Lessons learnt while developing ptypes

This document is intended at developers who want to participate in evolving ptypes. It contains lessons learnt the hard way and explains why some of the things are like they are.

Every .pyx module has to be compiled into a dedicated extension module

2014-11-04

That is, in setup.py a separate extension object has to be created for it. Although one can compile multiple pyx files into a single extension:

Extension(modname,
          ["ptypes/__init__.pyx",
           "ptypes/basetypes.pyx",
           "ptypes/pallocator.pyx",
           "ptypes/graph.pyx",
           "ptypes/md5.c",
           ],
          include_dirs=['.']
          )

the resulting extension module cannot be imported. The reason is that the module initialization functions are inserted only into the c files matching the name of the extension module (i.e. modname). If there is no such c file, we get “ImportError: init function missing”. Even if there is one such file, the types defined in the other will not get registered. Even if we could get setup.py compile it into an importable module, the pyximport utility would not be usable with the module (although there is a slight chance we could hack it to work).

The alternative is rename the pyx files not matching the name of the extension module to *.pxi and include them into the matching one. However this would be little benefit over having everything in the same file. The lack of modularity would lead to high compilation times, concerns would not be separated, testing and extendability not promoted. So we go for one extension mod per pyx.

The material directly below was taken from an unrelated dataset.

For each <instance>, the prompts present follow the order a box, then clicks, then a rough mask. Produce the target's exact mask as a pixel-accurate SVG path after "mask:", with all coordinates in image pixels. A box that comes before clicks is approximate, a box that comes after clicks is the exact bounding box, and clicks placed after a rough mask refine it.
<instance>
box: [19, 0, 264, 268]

This decision may raise concerns about the compiler not being able to optimize as heavily as with the monolithic solution, but we will overcome this by inline-ing the functions suspected to be too hot.

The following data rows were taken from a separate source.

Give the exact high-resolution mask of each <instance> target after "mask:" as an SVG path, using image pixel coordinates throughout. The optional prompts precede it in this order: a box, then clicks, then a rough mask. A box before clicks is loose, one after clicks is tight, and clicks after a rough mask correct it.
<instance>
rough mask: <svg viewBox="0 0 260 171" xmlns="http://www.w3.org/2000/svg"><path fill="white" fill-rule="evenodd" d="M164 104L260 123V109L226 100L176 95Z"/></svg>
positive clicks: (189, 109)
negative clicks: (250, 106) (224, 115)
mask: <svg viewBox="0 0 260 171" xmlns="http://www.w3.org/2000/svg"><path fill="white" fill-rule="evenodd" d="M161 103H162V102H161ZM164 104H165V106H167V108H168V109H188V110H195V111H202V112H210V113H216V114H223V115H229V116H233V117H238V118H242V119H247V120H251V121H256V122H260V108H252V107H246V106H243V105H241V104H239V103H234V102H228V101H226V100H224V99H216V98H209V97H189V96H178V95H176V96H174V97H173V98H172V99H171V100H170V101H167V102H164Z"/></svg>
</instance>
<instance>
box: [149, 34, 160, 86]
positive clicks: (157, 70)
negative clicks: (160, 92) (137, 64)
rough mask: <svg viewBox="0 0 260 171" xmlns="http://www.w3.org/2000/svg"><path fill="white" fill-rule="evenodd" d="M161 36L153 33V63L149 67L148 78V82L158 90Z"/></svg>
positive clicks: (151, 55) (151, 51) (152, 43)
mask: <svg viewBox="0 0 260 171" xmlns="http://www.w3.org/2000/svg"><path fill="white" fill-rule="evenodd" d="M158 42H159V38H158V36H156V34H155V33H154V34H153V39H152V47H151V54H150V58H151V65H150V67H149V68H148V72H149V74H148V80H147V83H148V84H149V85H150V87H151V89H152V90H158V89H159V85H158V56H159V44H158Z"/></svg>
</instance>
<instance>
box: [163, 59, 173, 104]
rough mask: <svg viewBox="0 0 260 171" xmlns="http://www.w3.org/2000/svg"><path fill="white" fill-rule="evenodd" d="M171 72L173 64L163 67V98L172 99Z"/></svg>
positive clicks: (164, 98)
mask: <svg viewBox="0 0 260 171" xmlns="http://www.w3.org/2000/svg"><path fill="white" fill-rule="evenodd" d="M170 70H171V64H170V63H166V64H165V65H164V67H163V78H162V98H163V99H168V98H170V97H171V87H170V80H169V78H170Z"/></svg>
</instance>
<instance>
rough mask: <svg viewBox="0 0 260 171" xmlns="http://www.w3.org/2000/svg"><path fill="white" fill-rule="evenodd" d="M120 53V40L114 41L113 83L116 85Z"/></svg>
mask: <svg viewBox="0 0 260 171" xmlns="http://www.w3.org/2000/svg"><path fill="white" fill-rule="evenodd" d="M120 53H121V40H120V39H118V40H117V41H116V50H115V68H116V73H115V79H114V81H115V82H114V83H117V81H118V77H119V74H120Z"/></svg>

How should persistent types be declared?

2014-11-06

They will have to be declared in a call-back function: the pallocator knows when to call it and if at all. If we leave this decision to the developer, it will be error-prone.

There are various alternatives for the syntax. For example:

   def createTypes(pallocator):

       # register all non-parametric types found in a module
       pallocator.register(basetypes)

       # register a single non-parametric type under its default name
       pallocator.register(Int)

       # alternative syntax:
       Int.typedef(pallocator)


       # register a single non-parametric type under another name
       pallocator.register(Int('uint'))

       # alternative syntax:
       Int.typedef(pallocator, 'uint')

       # class syntax:
       class uint(pallocator, Int): pass


       # register a parametric type under a name (here the name is mandatory)
       pallocator.register(Dict('floatbyuint')[uint, float])

       # alternative syntax:
       Dict.typedef(pallocator, 'floatbyuint', uint, float)

       # class syntax:
       class floatbyuint(pallocator, Dict[uint, float]):
        pass

The advantage of the class syntax is that it immediately introduces the name of the type in the local name space.

Can we avoid __metaclass__ in Structure definitions?

2014-11-12

If __metaclass__ = StructureMeta is placed inside Structure, Structure will be made a StructureMeta as opposed to using the cdef class Structure. I also tried to assign Structure.__metaclass__ = StructureMeta, but this raises an exception. Tried to define a subclass of Structure with __metaclass__ = StructureMeta. This gave no errors (had to patch StructureMeta.__init__ so it does not initialize this class ) but neither had any effect when further deriving from that class in populateSchema().